Saturday, December 27, 2014

Dear Diary

I have kept journals all of my adult life and had done so through almost all of my teens.  I never thought of "keeping a diary" as a way to expunge my secrets, but there is some credence to the argument that people who get out their guilt on paper tend to be healthier.


The human brain is pretty fascinating.  It makes it possible for us to compartmentalize things that we are not yet able to handle.  It is like those thoughts and experiences go into cold storage.  When we're ready to deal with them, we know where they are.  The problem is avoidance and denial.  It's not that we can't deal with certain things, it's that we simply are not willing to.  We procrastinate on things that we think will be too painful, not realizing that bottling it all up is hurting us far more.

For many of us, writing resolves that problem.  It is a hell of a lot harder to admit your guilt over something out loud to another person than when you write it to yourself, for yourself, and have power over what happens to that piece of writing next.  There have been times when writing about a particularly painful incident helped me to understand that the only thing I could do was let it go and move on.  And those pieces of writing can get tossed, shredded or burnt to cinders immediately.  I never have to look at them again.

We all get hurt by the people we love and we don't always know what issues they have that contribute to their behavior towards us.  Writing about these things has helped me to understand something simple - that I don't understand why some people are the way they are.  That I may never understand that.  That I have no power over that.  Sometimes the only choices you have are to accept it, and love them unconditionally, or just walk away.  They aren't pretty options.  When you're dealing with relationships of any kind, things get complicated.  Being able to unravel some of that mystery on paper has helped me keep my sanity.

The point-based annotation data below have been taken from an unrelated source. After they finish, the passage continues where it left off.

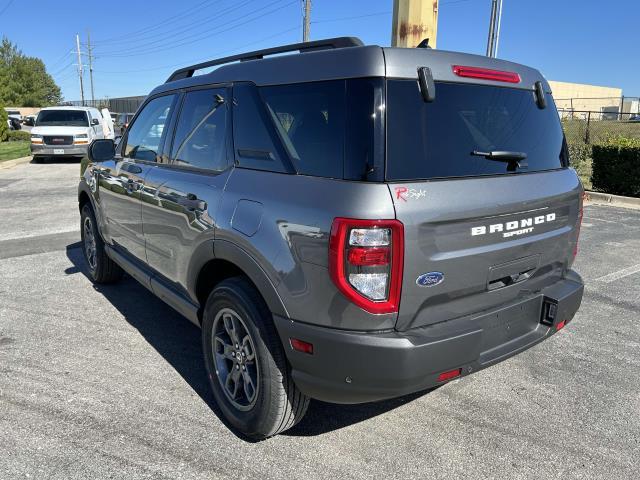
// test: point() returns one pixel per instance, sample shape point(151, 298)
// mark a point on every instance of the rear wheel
point(246, 363)
point(101, 268)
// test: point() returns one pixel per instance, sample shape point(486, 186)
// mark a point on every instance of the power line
point(202, 59)
point(177, 31)
point(58, 72)
point(328, 20)
point(155, 26)
point(6, 7)
point(172, 45)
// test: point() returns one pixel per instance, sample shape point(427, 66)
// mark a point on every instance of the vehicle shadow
point(179, 343)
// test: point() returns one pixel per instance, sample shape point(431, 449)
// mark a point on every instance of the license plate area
point(510, 323)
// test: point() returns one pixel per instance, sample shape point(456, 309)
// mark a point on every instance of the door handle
point(191, 202)
point(133, 185)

My point with all this is that being able to handle some of life's more interesting moments on my own has helped me to be not only a happier person, but a better friend.  I am far more capable of being a shoulder to cry on when I have dealt with my own crap.  And when I do lean on a friend, they no longer feel like that's all I ever do.  I suppose I've found balance.

All even-keel would be a boring way to lead a life and I am certainly made for rougher seas.  I think of writing every day in a journal as the best way to maintain my sea legs.